There was a tap and the little Sister entered. It was company. It was always company. The Major's life had been close to the heart and centre of things. It was laughable to see the reserved Harriet's pride in his popularity. It was a certain judge this time, and with him an old comrade-at-arms, come up from the Pennyroyal to see him.

"But had you better?" Harriet expostulated.

The Major caught her hand and laughed at her. "But these are fond farewells, you see, dear lady," he explained.

Was he drawing her to him by the hand he held? For suddenly Harriet bent over and kissed him; nor did Alexina feel any consciousness or shame, and the little Sister went out softly with glistening eyes.

So it came about that Alexina did not open her heart to Harriet after all, and the aunt went away next day without knowing.

Yet Harriet influenced the girl in her decision.

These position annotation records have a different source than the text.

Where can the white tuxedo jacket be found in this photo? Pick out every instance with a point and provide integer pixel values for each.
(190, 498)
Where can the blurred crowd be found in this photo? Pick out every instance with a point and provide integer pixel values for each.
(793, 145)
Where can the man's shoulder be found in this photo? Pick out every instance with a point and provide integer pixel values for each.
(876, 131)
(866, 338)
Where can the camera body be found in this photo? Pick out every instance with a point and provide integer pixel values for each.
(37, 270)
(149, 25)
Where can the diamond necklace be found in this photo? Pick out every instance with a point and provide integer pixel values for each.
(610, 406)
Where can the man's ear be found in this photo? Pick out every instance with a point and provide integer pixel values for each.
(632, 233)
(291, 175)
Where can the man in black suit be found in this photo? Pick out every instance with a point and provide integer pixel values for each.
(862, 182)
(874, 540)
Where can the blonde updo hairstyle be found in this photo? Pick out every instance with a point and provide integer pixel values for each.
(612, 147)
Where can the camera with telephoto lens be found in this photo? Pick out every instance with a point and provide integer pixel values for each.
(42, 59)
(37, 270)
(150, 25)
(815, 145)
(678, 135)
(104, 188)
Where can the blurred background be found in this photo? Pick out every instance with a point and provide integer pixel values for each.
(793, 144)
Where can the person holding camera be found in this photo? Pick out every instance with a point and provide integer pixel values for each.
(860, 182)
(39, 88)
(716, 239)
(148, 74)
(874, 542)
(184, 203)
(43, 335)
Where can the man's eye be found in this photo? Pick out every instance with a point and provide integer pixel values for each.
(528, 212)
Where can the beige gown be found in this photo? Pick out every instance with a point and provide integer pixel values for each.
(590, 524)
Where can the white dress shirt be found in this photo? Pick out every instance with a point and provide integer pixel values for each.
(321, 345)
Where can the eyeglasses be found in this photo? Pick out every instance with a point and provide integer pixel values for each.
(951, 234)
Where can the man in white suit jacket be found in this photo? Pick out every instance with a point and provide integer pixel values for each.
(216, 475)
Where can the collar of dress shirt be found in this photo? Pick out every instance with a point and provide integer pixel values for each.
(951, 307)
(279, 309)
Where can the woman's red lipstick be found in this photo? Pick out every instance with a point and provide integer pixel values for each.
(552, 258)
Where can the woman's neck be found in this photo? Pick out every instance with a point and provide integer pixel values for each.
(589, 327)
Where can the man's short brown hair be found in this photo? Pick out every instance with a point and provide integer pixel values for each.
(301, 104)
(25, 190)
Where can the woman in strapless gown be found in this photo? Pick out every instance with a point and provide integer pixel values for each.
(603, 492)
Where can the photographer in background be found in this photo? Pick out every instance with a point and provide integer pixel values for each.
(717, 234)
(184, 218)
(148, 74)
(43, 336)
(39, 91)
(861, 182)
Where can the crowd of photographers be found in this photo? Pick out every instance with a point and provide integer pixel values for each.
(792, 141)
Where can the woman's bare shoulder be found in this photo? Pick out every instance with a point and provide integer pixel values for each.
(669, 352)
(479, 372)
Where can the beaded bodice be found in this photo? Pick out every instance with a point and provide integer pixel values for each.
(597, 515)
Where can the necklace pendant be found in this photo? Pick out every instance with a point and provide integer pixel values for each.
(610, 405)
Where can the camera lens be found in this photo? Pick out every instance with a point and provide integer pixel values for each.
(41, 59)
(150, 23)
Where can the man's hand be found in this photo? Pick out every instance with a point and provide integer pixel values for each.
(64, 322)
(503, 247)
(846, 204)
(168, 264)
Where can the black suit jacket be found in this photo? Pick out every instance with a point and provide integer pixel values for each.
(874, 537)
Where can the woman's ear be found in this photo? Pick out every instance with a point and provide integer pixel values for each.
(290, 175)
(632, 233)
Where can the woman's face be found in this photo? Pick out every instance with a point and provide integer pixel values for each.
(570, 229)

Alexina, standing at her window, watched a sparrow tugging at some morsel that had fallen upon the snow and essaying to fly upward and away with it. She was lonesome; the house was so big; it seemed so empty. She was thinking about Aunt Harriet, who was giving her strength out to some one, who had opened her arms to Louise and the babies, whose days were full of thought and planning, and through whose eyes shone something never there before.

Alexina left the window and re-read the postscript of her letter. "In any case I shall not trouble you long. It is my lungs, they tell me.

It is a curious sensation, may you never know it, having your furniture seized. Le bon Dieu and Celeste have stood between me and much."

It was to her uncle after all that Alexina went with the matter that night. He was in the parlour reading and laid down his paper to give attention. The substance of the letter heard, the two perpendicular lines between his brow relaxed, for it was a case of his judgment being justified, and a man likes to feel he has been right.

"It is what I expected," he said, "only it has been longer coming. She has her father's people in Washington, she has no claim on you." He lifted his paper.

"But--" said Alexina.

He lowered it and waited.

Her mouth grew set. He always made her stubborn. Fingering the upholstery of his chair, she looked at him, though it took courage to look at Austen Blair under some circ.u.mstances. She found herself suddenly disposed to defend her mother. "But if I feel a claim, Uncle Austen? I wanted to tell you I think I ought to write to her to come."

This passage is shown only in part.